Untuk tambang tembaga dan emas yang ada di Gorontalo, Herwin mengatakan, saat ini masih eksplorasi lebih jauh dan juga akan melakukan kegiatan pengeboran untuk meningkatkan jumlah cadangan dan sumber daya yang ada saat ini.

Herwin mengatakan PT Gorontalo Minerals—yang mengelola tambang tembaga dan emas — sudah memiliki izin produksi dan konstruksi dari pemerintah untuk mengelola konsesi tambang di area seluas hampir 25,000 hektare di kabupaten Bone Bolango, Gorontalo sampai 2052.

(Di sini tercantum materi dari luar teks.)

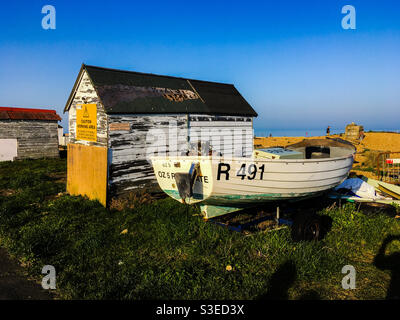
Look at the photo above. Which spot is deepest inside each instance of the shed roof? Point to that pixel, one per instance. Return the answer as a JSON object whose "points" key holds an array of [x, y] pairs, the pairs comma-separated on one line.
{"points": [[8, 113], [134, 92]]}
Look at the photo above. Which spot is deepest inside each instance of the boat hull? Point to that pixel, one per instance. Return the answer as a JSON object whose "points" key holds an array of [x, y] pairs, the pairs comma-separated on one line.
{"points": [[236, 183]]}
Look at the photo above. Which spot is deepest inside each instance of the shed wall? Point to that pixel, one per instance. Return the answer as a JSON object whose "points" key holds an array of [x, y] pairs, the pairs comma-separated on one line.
{"points": [[134, 138], [35, 138]]}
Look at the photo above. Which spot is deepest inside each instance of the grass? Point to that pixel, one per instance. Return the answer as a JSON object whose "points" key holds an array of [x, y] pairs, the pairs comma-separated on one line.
{"points": [[168, 252]]}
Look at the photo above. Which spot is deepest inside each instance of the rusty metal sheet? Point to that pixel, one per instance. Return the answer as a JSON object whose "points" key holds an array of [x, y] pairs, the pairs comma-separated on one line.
{"points": [[28, 114]]}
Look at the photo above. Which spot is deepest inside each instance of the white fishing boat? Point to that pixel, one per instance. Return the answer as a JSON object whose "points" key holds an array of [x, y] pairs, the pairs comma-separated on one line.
{"points": [[222, 185]]}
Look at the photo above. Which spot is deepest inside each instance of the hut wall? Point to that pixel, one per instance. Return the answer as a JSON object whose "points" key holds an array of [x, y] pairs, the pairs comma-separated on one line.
{"points": [[35, 138], [230, 135], [86, 94], [133, 139]]}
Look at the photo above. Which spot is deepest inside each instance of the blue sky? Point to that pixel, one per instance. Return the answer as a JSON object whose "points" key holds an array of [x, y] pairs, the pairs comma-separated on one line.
{"points": [[291, 60]]}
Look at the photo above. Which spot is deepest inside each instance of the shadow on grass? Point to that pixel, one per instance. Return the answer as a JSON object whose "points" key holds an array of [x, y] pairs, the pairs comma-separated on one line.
{"points": [[390, 262], [282, 280]]}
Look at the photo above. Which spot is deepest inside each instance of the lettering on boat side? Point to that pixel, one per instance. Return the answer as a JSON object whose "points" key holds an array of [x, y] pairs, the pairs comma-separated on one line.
{"points": [[250, 172], [225, 171], [205, 309]]}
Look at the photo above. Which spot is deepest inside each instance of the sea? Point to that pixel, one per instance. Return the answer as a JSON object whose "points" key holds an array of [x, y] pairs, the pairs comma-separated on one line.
{"points": [[263, 132]]}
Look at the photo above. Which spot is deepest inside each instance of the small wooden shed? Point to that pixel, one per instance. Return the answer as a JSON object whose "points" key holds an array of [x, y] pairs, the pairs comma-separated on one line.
{"points": [[118, 118], [28, 133], [353, 131]]}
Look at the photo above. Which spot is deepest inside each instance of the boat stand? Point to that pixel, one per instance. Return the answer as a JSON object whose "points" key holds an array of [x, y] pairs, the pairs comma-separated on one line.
{"points": [[242, 227]]}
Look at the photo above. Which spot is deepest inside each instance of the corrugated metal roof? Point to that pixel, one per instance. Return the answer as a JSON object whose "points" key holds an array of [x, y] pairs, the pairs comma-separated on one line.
{"points": [[8, 113], [133, 92]]}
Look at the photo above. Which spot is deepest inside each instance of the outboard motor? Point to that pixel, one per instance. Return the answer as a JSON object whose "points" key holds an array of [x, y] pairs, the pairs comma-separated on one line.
{"points": [[185, 181]]}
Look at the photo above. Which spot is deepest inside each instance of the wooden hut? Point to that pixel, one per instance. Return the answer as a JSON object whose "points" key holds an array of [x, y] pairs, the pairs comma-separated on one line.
{"points": [[28, 133], [353, 131], [117, 119]]}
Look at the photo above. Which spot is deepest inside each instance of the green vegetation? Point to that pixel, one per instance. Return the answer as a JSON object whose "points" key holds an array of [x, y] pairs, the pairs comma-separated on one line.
{"points": [[169, 252]]}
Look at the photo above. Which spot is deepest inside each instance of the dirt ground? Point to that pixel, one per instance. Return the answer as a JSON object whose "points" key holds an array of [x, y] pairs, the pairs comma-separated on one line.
{"points": [[373, 141], [14, 284]]}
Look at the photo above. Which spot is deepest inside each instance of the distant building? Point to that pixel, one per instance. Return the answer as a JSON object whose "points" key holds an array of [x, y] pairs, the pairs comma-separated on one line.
{"points": [[62, 138], [28, 133], [353, 131], [115, 116]]}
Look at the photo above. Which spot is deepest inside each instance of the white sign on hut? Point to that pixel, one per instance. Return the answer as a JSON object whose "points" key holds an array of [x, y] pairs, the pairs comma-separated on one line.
{"points": [[118, 119]]}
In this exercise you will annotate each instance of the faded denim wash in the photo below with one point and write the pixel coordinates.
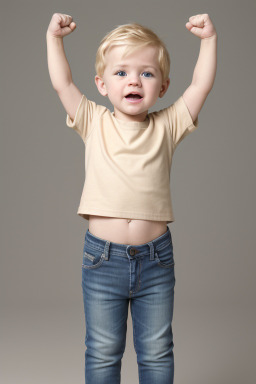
(113, 275)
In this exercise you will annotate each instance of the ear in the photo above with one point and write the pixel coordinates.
(101, 85)
(164, 87)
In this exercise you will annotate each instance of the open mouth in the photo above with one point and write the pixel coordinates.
(133, 96)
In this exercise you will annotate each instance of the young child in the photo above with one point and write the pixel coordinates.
(128, 250)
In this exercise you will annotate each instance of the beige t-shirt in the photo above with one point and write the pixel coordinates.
(128, 164)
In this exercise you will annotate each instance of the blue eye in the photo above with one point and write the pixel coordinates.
(148, 73)
(120, 72)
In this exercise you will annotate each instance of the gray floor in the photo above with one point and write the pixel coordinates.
(46, 346)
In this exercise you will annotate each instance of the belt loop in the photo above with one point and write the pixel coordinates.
(106, 250)
(152, 251)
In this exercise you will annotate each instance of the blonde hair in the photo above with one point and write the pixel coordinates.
(134, 36)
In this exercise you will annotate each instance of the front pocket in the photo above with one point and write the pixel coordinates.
(93, 259)
(164, 257)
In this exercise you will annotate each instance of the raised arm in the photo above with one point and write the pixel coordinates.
(59, 69)
(205, 69)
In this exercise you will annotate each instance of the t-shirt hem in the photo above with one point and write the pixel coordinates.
(125, 214)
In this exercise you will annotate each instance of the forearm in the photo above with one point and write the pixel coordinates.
(58, 66)
(205, 69)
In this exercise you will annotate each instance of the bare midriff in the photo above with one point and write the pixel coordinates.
(126, 231)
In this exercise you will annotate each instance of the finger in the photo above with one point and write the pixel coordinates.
(66, 20)
(197, 20)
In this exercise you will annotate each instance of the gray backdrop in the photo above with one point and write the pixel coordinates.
(212, 184)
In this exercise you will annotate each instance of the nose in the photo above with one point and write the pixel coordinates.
(134, 80)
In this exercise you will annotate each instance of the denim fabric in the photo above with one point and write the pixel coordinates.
(112, 276)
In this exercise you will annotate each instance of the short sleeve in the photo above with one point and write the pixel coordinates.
(180, 121)
(82, 123)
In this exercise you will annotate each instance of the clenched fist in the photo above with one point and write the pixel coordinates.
(61, 25)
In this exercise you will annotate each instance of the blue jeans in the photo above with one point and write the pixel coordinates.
(113, 275)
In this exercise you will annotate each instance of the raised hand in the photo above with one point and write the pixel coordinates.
(201, 26)
(61, 25)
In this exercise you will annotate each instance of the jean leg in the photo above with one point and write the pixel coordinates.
(152, 314)
(106, 312)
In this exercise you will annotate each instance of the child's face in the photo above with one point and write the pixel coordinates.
(137, 73)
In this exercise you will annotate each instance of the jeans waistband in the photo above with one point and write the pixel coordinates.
(128, 250)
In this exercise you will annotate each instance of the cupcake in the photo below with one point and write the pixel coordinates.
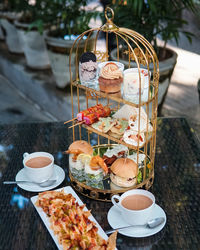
(87, 68)
(110, 78)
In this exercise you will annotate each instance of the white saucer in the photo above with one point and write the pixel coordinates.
(115, 220)
(59, 175)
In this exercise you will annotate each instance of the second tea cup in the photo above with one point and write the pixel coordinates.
(136, 206)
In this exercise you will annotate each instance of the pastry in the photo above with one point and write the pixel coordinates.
(110, 78)
(131, 137)
(104, 124)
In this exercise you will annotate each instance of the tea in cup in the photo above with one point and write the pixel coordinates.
(38, 166)
(136, 206)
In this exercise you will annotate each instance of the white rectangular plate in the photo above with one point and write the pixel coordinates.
(45, 219)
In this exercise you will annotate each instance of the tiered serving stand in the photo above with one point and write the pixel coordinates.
(139, 50)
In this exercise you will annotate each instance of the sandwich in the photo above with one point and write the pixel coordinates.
(124, 172)
(113, 154)
(80, 152)
(95, 170)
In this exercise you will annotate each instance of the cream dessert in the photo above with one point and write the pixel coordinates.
(110, 78)
(87, 68)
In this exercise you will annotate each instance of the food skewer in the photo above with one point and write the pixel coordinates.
(91, 115)
(79, 123)
(70, 120)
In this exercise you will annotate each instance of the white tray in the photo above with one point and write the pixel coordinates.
(45, 219)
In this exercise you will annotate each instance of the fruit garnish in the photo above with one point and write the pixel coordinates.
(84, 158)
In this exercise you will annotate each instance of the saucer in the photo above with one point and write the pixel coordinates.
(59, 174)
(115, 220)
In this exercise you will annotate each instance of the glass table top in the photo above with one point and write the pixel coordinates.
(176, 186)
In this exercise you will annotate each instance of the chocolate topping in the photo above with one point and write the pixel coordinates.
(88, 56)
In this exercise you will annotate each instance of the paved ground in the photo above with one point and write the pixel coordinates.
(182, 98)
(16, 108)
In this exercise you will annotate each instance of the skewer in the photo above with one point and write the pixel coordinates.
(109, 104)
(70, 120)
(79, 123)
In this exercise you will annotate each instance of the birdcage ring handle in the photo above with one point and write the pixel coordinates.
(107, 10)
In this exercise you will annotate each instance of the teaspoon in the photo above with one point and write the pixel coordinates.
(150, 224)
(41, 184)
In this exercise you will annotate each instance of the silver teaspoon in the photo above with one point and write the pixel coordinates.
(150, 224)
(41, 184)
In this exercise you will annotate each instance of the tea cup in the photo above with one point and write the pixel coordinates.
(38, 173)
(134, 217)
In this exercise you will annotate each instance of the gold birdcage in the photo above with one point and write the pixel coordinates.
(141, 59)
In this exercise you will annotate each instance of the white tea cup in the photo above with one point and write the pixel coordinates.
(134, 217)
(38, 173)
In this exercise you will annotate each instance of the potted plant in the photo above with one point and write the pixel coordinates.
(8, 15)
(153, 19)
(70, 19)
(30, 27)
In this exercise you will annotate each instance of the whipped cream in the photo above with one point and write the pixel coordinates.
(111, 71)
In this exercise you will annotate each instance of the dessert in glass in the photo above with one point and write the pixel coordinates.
(88, 69)
(110, 78)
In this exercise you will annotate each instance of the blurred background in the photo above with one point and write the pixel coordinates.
(36, 37)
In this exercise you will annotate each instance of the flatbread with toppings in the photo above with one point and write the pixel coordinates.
(70, 222)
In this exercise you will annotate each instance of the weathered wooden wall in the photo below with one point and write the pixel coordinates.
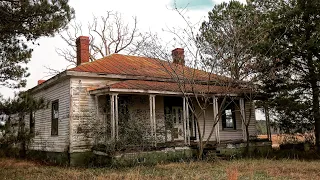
(43, 139)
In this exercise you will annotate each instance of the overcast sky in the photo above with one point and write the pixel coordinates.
(152, 15)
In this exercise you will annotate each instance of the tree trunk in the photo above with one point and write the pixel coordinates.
(248, 142)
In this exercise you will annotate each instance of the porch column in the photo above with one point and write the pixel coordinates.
(215, 116)
(96, 98)
(114, 116)
(188, 121)
(243, 118)
(153, 124)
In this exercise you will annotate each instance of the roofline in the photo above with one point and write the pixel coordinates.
(53, 80)
(130, 77)
(67, 73)
(133, 91)
(104, 91)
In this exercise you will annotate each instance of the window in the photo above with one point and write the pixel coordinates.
(228, 116)
(54, 118)
(32, 123)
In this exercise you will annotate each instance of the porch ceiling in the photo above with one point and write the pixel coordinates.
(157, 87)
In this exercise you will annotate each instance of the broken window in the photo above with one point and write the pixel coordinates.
(32, 123)
(229, 116)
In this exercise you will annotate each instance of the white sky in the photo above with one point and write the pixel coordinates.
(152, 15)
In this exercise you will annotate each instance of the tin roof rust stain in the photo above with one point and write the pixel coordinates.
(142, 66)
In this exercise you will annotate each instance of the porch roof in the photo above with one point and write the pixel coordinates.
(159, 87)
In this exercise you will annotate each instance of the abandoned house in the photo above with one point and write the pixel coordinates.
(95, 102)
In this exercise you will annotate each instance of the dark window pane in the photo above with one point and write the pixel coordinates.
(54, 117)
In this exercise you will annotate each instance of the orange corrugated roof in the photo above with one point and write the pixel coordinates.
(170, 86)
(142, 66)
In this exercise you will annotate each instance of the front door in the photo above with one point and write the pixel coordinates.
(177, 120)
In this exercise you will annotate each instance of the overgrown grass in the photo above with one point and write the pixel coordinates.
(236, 169)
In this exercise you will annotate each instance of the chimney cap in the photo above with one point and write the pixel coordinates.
(41, 81)
(82, 44)
(82, 38)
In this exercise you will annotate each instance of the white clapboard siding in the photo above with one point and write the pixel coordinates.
(206, 124)
(83, 111)
(43, 140)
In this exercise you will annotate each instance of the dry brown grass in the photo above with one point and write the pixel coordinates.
(278, 139)
(231, 170)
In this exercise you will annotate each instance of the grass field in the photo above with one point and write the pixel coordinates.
(237, 169)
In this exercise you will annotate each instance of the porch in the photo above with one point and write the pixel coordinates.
(161, 120)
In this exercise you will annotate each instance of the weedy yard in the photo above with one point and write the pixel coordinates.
(236, 169)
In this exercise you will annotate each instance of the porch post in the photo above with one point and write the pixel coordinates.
(96, 98)
(97, 105)
(266, 110)
(188, 121)
(184, 120)
(112, 116)
(215, 115)
(153, 124)
(243, 118)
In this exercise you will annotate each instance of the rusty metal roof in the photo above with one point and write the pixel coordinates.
(170, 86)
(143, 66)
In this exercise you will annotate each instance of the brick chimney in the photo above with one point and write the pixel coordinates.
(82, 49)
(178, 56)
(41, 81)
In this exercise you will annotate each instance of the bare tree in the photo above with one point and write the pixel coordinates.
(220, 63)
(108, 34)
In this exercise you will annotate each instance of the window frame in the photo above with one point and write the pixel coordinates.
(32, 123)
(54, 121)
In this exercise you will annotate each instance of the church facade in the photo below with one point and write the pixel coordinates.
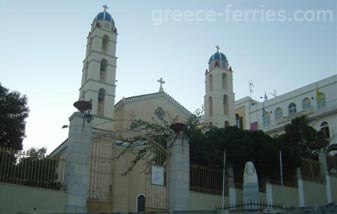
(110, 188)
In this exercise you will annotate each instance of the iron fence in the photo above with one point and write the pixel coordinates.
(24, 168)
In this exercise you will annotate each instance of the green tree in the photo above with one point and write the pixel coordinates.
(13, 112)
(301, 138)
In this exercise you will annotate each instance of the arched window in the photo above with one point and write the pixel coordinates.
(210, 82)
(89, 45)
(278, 113)
(325, 130)
(210, 106)
(86, 71)
(321, 102)
(101, 98)
(226, 123)
(306, 105)
(224, 81)
(104, 65)
(292, 108)
(225, 104)
(266, 119)
(141, 203)
(82, 95)
(105, 43)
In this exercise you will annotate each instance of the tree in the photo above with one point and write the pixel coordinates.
(13, 112)
(301, 138)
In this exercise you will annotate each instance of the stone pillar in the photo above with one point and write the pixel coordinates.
(232, 190)
(77, 157)
(300, 188)
(269, 191)
(250, 184)
(325, 175)
(178, 170)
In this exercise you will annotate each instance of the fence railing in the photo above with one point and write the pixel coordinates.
(206, 179)
(24, 168)
(253, 205)
(332, 165)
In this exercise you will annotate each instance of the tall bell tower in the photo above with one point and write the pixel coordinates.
(99, 70)
(219, 95)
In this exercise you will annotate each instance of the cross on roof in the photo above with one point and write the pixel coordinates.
(161, 81)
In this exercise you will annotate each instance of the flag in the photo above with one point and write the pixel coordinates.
(318, 95)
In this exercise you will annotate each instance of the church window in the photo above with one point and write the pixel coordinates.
(105, 43)
(86, 71)
(210, 82)
(306, 105)
(141, 203)
(210, 107)
(160, 113)
(266, 119)
(224, 81)
(82, 95)
(101, 98)
(225, 104)
(239, 121)
(325, 130)
(292, 108)
(104, 65)
(278, 114)
(321, 102)
(226, 123)
(90, 44)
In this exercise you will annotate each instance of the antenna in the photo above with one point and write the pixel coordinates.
(251, 86)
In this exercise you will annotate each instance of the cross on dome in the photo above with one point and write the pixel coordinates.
(105, 7)
(217, 48)
(161, 81)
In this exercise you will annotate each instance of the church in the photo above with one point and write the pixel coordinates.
(110, 189)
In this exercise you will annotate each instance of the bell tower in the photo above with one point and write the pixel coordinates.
(99, 70)
(219, 95)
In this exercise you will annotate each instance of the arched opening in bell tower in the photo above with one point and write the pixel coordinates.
(100, 104)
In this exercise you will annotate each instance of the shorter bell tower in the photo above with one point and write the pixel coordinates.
(219, 95)
(99, 70)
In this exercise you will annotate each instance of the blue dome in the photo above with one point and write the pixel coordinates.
(105, 16)
(218, 56)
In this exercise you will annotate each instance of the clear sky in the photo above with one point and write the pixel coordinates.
(278, 45)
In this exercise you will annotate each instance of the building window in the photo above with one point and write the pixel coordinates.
(104, 65)
(292, 108)
(226, 123)
(86, 71)
(101, 98)
(225, 104)
(105, 43)
(89, 45)
(141, 203)
(239, 121)
(210, 82)
(325, 130)
(306, 104)
(266, 119)
(210, 106)
(224, 81)
(321, 102)
(278, 113)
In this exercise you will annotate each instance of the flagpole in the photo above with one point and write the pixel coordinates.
(281, 176)
(223, 181)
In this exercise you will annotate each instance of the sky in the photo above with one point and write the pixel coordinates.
(278, 45)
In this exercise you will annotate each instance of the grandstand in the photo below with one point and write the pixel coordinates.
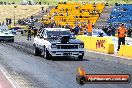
(74, 13)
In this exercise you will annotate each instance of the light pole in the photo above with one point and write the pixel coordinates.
(15, 15)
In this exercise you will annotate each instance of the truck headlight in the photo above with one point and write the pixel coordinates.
(81, 46)
(53, 46)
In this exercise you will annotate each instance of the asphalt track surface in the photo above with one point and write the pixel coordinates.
(31, 71)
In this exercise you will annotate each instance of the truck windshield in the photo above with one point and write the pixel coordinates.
(51, 34)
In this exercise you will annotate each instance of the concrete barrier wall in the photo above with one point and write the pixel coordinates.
(125, 50)
(99, 44)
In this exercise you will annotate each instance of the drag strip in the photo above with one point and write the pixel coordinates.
(31, 71)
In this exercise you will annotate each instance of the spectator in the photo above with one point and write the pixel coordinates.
(129, 32)
(76, 30)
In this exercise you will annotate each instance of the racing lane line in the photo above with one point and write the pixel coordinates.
(9, 78)
(120, 59)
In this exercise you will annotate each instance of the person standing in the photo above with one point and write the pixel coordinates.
(29, 35)
(76, 29)
(89, 28)
(121, 35)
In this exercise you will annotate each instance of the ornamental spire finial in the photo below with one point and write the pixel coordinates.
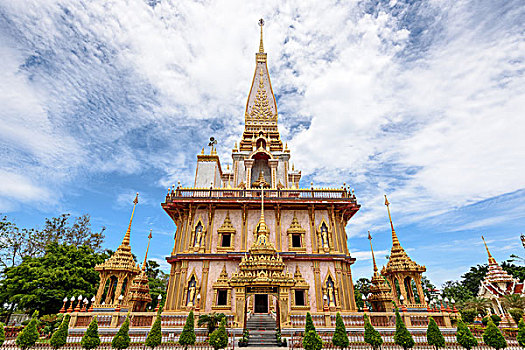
(395, 240)
(491, 259)
(147, 249)
(261, 46)
(372, 249)
(125, 241)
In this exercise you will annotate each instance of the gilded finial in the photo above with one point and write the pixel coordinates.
(261, 46)
(491, 259)
(125, 241)
(395, 240)
(147, 249)
(372, 249)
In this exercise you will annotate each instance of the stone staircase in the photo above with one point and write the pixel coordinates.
(262, 330)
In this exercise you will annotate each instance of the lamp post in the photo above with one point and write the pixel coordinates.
(63, 309)
(91, 306)
(117, 309)
(159, 298)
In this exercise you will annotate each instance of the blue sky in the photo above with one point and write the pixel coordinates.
(420, 100)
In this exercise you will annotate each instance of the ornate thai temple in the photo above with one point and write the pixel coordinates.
(249, 239)
(497, 284)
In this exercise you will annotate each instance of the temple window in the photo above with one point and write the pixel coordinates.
(299, 298)
(296, 240)
(222, 297)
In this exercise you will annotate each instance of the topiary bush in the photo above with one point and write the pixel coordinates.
(464, 336)
(468, 315)
(121, 340)
(187, 337)
(29, 335)
(312, 341)
(402, 336)
(521, 333)
(492, 337)
(59, 338)
(434, 336)
(91, 340)
(309, 323)
(372, 337)
(2, 334)
(219, 337)
(154, 337)
(516, 314)
(340, 338)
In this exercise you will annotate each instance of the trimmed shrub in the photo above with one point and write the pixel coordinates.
(91, 340)
(187, 337)
(492, 337)
(2, 334)
(516, 314)
(59, 338)
(121, 340)
(402, 336)
(154, 337)
(29, 335)
(372, 337)
(312, 341)
(309, 323)
(340, 337)
(468, 315)
(219, 337)
(521, 333)
(434, 336)
(464, 336)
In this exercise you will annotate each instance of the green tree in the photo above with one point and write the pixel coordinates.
(434, 336)
(468, 315)
(91, 340)
(479, 304)
(340, 338)
(154, 337)
(59, 338)
(521, 333)
(210, 320)
(464, 336)
(2, 334)
(312, 341)
(492, 336)
(64, 270)
(309, 326)
(372, 336)
(187, 337)
(29, 335)
(516, 314)
(402, 336)
(457, 291)
(219, 337)
(121, 340)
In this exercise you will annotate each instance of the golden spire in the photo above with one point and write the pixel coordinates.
(395, 241)
(372, 249)
(125, 241)
(147, 249)
(261, 46)
(262, 224)
(491, 259)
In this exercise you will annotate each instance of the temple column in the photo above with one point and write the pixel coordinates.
(248, 164)
(273, 163)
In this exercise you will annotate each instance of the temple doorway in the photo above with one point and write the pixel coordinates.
(261, 303)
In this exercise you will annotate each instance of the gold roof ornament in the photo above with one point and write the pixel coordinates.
(399, 260)
(122, 259)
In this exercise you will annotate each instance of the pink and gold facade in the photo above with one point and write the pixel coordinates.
(230, 255)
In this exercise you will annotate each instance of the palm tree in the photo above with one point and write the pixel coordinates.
(210, 320)
(479, 304)
(513, 301)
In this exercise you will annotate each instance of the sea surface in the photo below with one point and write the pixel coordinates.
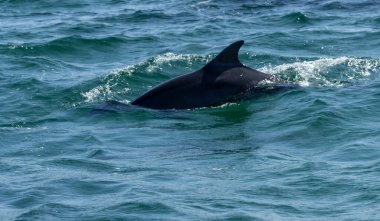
(312, 153)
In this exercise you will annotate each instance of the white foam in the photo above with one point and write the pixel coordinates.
(318, 72)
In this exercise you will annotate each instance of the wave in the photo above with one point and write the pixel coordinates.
(68, 45)
(127, 83)
(295, 18)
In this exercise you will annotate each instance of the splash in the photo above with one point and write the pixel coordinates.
(331, 72)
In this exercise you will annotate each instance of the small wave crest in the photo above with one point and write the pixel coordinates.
(125, 82)
(330, 72)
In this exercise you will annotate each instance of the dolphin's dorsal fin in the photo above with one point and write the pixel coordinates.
(229, 57)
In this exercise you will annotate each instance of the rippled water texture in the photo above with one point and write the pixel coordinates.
(307, 154)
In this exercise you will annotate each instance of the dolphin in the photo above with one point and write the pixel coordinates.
(224, 79)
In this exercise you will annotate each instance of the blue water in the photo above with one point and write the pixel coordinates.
(312, 153)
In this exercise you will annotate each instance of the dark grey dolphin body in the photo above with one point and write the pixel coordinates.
(222, 80)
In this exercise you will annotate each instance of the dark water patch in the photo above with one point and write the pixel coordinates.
(50, 211)
(81, 164)
(152, 209)
(73, 45)
(78, 187)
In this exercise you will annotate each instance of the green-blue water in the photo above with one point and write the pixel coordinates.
(307, 154)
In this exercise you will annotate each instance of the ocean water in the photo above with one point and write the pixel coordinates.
(312, 153)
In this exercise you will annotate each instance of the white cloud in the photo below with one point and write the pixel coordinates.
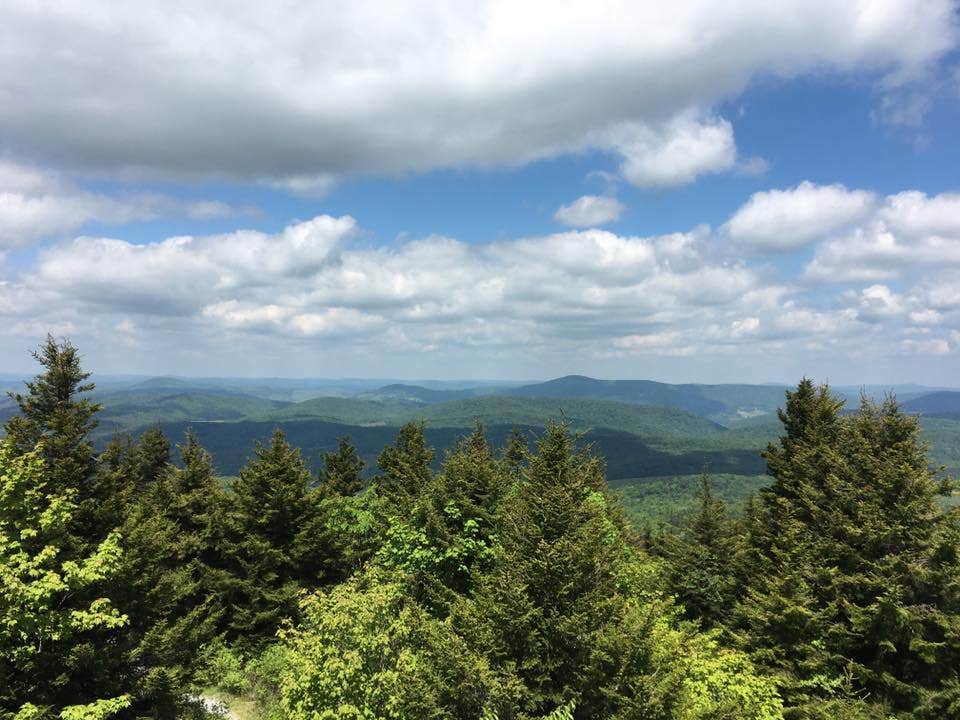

Herwin mengatakan saat ini perseroan masih fokus untuk meningkatkan produksi dari tambang emas di Palu, baik dari penambangan terbuka maupun penambangan bawah tanah.

“Anak usaha kami yang mengelola tambang emas di Palu tersebut adalah PT Citra Palu Minerals,” ujarnya.

Ilustrasi penambangan dan pengolahan logam dan mineral (dok PT Merdeka Copper Gold Tbk)

Entitas MDKA di Banyuwangi

Di sisi lain, PT Merdeka Copper Gold Tbk (MDKA) melalui anak usaha PT Bumi Suksesindo (BSI) mengatakan bakal memiliki tambang tembaga terbesar ke-3 di Indonesia—setelah miik PT Freeport Indonesia (PTFI) dan PT Amman Mineral Internasional Tbk  (AMMN) — melalui proyek tembaga Tujuh Bukit di Banyuwangi, Jawa Timur, yang saat ini masih dalam fase praproduksi.

General Manager Communications MDKA Tom Malik mengatakan tambang tersebut berpotensi meningkatkan produksi tembaga Indonesia dalam rentang 10% sampai 15%.  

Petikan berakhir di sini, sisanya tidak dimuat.